Hi
Due to a bug in Crate (see post: Adding column generates error) we are unable to add a column to our production database.
While waiting for the pull request to be accepted and included in the next release, I wanted to do some testing with renaming tables. (Creating a new table which includes the new columns and then switching the names.). See what the impact would be and if it would result in downtime.
All tests were done on a development cluster with the same structure as our production database but less data
As a fist step, I created a copy of a table with the same structure.

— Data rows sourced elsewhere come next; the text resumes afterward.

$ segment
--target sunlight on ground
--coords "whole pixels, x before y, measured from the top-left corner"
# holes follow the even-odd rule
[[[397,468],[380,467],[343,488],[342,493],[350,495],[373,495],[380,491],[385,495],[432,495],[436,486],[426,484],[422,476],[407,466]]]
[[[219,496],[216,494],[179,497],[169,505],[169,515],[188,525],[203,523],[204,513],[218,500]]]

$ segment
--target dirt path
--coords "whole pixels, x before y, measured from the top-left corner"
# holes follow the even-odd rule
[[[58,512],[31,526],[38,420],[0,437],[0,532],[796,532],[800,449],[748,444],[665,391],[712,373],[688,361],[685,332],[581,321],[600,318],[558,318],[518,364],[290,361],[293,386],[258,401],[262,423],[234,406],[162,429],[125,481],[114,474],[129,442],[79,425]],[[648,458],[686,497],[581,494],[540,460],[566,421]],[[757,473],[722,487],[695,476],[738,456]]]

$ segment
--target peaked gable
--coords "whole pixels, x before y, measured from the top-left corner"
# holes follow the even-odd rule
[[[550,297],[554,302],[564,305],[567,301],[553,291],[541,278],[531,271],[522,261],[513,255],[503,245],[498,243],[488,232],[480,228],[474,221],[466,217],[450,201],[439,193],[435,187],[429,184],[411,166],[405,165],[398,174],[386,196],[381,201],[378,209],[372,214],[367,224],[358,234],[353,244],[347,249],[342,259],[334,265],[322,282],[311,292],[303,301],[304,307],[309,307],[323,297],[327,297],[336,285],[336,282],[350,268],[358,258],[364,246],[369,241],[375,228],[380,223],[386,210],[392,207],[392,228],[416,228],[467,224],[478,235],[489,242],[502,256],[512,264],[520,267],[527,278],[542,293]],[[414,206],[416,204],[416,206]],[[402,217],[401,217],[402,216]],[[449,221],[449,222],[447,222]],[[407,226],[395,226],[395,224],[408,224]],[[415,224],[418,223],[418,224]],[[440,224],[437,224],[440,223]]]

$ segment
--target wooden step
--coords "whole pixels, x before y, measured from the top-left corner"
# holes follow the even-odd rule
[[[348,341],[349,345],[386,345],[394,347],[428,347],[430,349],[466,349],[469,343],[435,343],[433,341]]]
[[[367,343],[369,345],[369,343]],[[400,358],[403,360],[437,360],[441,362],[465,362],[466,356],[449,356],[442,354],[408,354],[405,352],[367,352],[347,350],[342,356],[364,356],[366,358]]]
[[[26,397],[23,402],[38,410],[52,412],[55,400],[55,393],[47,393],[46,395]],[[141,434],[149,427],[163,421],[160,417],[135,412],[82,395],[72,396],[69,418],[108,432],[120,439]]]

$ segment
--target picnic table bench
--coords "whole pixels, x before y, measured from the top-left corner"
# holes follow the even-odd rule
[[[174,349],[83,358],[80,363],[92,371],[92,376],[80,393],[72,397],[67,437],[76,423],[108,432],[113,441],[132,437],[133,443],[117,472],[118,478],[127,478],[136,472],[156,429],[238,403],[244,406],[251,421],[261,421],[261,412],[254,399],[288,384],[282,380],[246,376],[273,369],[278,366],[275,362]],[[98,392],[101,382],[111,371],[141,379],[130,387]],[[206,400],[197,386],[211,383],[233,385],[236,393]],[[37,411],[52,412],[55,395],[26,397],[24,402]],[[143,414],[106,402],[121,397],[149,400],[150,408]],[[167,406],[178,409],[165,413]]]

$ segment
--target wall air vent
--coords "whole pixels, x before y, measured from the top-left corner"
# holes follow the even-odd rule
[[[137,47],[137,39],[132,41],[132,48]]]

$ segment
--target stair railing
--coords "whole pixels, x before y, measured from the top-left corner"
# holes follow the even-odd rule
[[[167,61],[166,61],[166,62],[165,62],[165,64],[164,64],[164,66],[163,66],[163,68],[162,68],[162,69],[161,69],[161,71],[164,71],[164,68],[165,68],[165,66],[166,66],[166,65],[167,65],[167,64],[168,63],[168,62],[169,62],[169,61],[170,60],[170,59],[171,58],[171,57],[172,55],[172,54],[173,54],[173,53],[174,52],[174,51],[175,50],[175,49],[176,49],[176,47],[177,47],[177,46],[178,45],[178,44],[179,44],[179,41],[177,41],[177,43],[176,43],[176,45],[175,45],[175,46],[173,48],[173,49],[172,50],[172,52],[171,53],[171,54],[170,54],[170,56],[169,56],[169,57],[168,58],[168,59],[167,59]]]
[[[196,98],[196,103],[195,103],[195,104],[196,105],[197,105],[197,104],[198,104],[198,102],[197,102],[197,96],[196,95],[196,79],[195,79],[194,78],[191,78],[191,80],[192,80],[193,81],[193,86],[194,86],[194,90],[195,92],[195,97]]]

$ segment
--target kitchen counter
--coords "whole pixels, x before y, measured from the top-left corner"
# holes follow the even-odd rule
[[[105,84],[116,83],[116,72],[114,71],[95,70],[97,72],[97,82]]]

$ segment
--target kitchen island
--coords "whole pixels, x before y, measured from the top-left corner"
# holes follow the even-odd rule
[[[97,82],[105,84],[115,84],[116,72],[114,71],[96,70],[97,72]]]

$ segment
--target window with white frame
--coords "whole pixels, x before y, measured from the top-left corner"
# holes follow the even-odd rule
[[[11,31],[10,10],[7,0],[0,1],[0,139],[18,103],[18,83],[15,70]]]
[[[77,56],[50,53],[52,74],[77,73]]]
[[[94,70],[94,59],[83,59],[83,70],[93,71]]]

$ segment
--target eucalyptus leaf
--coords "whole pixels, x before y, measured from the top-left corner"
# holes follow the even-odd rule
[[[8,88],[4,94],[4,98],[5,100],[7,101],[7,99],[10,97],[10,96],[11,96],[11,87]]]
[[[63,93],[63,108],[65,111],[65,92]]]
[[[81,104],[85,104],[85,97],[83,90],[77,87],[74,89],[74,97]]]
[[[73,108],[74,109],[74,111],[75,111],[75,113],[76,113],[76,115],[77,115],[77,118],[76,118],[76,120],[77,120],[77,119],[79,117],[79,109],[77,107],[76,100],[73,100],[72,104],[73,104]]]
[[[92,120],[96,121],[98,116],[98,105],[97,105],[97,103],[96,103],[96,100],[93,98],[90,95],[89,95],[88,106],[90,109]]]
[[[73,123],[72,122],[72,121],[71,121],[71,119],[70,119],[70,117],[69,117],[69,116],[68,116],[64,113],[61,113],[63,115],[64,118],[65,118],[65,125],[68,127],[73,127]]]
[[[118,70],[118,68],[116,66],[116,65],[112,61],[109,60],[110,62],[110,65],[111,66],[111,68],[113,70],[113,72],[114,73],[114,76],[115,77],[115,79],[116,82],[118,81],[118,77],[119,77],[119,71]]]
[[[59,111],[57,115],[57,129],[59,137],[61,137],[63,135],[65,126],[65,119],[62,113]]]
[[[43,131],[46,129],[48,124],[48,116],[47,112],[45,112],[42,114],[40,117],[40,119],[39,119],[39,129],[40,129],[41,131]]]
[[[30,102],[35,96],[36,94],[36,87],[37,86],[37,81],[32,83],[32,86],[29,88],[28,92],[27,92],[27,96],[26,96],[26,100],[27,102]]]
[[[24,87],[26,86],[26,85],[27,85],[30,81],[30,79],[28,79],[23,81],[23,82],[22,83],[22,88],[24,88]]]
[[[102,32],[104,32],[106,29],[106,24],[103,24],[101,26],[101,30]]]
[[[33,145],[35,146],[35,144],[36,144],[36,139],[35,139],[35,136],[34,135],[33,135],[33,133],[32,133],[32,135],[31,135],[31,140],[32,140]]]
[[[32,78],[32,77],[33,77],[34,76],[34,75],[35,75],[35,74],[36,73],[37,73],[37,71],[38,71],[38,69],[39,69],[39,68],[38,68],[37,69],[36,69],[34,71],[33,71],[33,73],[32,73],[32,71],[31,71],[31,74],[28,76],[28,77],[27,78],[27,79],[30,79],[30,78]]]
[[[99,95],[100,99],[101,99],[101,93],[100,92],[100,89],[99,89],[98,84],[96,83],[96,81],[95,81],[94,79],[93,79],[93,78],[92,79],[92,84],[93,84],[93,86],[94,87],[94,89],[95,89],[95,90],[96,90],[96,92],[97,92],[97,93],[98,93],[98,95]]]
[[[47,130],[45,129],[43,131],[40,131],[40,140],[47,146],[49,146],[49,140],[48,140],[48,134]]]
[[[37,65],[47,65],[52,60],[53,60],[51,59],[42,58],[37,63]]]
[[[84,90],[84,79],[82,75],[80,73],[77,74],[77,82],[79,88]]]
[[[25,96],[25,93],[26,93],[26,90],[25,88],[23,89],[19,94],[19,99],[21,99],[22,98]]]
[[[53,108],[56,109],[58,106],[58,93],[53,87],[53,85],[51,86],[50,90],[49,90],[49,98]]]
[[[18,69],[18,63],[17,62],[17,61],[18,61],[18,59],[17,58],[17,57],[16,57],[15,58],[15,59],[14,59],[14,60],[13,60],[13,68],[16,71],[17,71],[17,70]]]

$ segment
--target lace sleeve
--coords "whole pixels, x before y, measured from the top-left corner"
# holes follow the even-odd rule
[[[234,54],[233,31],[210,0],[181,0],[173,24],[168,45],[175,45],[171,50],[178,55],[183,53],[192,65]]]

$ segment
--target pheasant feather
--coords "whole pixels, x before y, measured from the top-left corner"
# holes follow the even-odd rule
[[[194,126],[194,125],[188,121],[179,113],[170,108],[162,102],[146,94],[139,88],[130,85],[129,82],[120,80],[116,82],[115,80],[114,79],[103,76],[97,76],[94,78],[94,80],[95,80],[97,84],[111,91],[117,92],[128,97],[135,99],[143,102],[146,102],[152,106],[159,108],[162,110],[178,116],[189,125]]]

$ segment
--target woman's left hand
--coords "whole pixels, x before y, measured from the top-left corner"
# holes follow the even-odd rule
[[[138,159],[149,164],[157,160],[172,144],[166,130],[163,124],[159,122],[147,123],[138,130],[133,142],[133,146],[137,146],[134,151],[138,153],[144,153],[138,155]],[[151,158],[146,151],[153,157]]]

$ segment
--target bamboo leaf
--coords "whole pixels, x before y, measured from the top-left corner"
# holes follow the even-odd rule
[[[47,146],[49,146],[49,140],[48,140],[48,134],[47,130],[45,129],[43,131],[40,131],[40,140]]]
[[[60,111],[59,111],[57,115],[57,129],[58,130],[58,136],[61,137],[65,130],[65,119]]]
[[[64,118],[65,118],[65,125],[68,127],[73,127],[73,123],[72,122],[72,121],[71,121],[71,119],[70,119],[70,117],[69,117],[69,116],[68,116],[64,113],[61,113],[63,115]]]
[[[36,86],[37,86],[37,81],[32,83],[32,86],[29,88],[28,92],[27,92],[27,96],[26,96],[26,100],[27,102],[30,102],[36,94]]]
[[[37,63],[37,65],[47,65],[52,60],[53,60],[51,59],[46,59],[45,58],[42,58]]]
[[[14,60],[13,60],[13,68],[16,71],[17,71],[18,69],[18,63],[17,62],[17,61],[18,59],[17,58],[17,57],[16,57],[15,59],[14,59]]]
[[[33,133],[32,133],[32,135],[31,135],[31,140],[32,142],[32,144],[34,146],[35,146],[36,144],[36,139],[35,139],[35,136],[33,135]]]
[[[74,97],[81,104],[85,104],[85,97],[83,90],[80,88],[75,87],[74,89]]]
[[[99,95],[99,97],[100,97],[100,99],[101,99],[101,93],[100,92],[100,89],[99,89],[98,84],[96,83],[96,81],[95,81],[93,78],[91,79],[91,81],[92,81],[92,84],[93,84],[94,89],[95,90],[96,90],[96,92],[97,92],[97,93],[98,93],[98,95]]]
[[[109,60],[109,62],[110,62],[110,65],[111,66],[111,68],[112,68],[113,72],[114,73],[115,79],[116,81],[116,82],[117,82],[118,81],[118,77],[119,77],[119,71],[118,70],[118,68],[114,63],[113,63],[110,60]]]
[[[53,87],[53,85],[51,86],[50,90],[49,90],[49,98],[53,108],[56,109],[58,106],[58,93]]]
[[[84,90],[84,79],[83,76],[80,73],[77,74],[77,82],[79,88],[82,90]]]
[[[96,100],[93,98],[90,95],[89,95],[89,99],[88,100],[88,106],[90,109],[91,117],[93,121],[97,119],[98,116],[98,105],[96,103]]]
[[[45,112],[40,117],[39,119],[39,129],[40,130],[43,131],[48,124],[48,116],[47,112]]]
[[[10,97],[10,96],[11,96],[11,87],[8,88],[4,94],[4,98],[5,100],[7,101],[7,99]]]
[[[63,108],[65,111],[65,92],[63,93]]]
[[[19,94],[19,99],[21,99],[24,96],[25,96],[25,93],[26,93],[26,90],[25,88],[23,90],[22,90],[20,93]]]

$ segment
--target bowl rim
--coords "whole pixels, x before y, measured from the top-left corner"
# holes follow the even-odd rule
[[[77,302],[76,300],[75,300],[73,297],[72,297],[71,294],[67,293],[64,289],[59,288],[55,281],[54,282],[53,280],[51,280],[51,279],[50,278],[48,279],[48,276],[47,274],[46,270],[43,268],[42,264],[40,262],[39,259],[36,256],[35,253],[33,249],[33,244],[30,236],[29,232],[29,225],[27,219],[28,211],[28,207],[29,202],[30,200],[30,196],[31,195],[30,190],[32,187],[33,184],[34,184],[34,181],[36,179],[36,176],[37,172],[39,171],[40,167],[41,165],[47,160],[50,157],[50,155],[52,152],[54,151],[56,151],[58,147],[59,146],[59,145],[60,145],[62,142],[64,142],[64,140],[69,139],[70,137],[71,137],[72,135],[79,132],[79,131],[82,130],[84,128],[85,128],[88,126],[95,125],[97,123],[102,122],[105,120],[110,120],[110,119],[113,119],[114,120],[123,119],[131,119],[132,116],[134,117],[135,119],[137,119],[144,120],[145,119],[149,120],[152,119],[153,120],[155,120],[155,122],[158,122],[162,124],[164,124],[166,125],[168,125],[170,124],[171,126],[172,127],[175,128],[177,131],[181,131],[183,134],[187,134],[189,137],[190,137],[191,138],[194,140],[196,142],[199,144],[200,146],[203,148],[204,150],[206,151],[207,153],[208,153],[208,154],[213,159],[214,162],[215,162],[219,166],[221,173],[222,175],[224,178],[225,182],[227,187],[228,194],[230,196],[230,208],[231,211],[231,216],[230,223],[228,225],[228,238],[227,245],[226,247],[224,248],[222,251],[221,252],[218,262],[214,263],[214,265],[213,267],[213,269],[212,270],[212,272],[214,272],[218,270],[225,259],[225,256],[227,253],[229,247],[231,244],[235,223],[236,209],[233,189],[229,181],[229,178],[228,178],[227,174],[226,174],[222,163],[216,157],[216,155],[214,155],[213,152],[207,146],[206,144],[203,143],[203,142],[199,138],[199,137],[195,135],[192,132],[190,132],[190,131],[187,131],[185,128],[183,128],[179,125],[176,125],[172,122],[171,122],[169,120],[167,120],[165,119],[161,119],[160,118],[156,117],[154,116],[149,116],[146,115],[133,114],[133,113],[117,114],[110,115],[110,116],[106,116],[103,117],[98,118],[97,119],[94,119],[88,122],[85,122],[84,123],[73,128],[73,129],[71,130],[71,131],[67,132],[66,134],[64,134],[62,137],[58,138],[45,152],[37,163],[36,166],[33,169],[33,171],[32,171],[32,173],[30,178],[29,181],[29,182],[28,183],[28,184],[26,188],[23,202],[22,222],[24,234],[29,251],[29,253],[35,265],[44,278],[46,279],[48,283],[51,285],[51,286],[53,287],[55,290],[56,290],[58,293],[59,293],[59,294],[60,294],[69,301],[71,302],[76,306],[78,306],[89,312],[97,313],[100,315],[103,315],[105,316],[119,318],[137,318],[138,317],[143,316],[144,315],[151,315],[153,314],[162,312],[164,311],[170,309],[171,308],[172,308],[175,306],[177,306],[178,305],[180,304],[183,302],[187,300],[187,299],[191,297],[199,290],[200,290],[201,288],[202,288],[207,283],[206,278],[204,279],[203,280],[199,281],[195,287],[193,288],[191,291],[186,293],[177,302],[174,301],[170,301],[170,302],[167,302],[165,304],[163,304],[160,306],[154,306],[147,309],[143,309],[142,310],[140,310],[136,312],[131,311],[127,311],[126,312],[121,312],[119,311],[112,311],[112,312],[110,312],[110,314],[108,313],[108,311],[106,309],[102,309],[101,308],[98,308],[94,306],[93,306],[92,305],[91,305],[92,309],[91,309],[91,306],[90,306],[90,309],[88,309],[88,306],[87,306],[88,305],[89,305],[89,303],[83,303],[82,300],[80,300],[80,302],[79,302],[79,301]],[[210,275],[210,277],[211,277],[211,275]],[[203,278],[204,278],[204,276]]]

Next, I wanted to copy the data of the original table into the test table.
The table contains 29 million records as is 7GB in size.
To copy the data I used the naive
insert into test.table (select * from test.table)
This query took a while to complete so I left it overnight.
When I returned in the morning, the query seemed to have completed.
But when trying to query the database (any table) everything was unresponsive and the admin panel reported /usr/share/crate/lib/site/index.html: Too many open files
I Rebooted al the nodes one by one in the 3-node cluster after which the admin panel reported that a lot of shards were missing!
The original table from which the data was copied, was completely missing in the shards panel as no shards were available.
After rebooting a second time, the shards were still not up.
by running alter cluster reroute retry failed
3 of the 6 shards came online.
select * from sys.allocations
reports
cannot allocate because all found copies of the shard are either stale or corrupt
- or
cannot allocate because allocation is not permitted to any of the nodes
for the 3 missing shards for the primary and secondary shards respectively.
Querying data form the table gives
org.jkiss.dbeaver.model.sql.DBSQLException: SQL Error [XX000]: ERROR: Couldn't create execution plan from logical plan because of: the shard 1 of table [data.meterreading/EXqQQPdfSsm_CV5qD0ylAg] is not available:
Can somebody give some insight into why this happened?
How can I get the table back online? (even with data loss?)
How can this be prevented?
Is it a bad idea to copy data with a simple insert into table2 (select * from table 1)
What is an alternative to efficiently copy data between tables?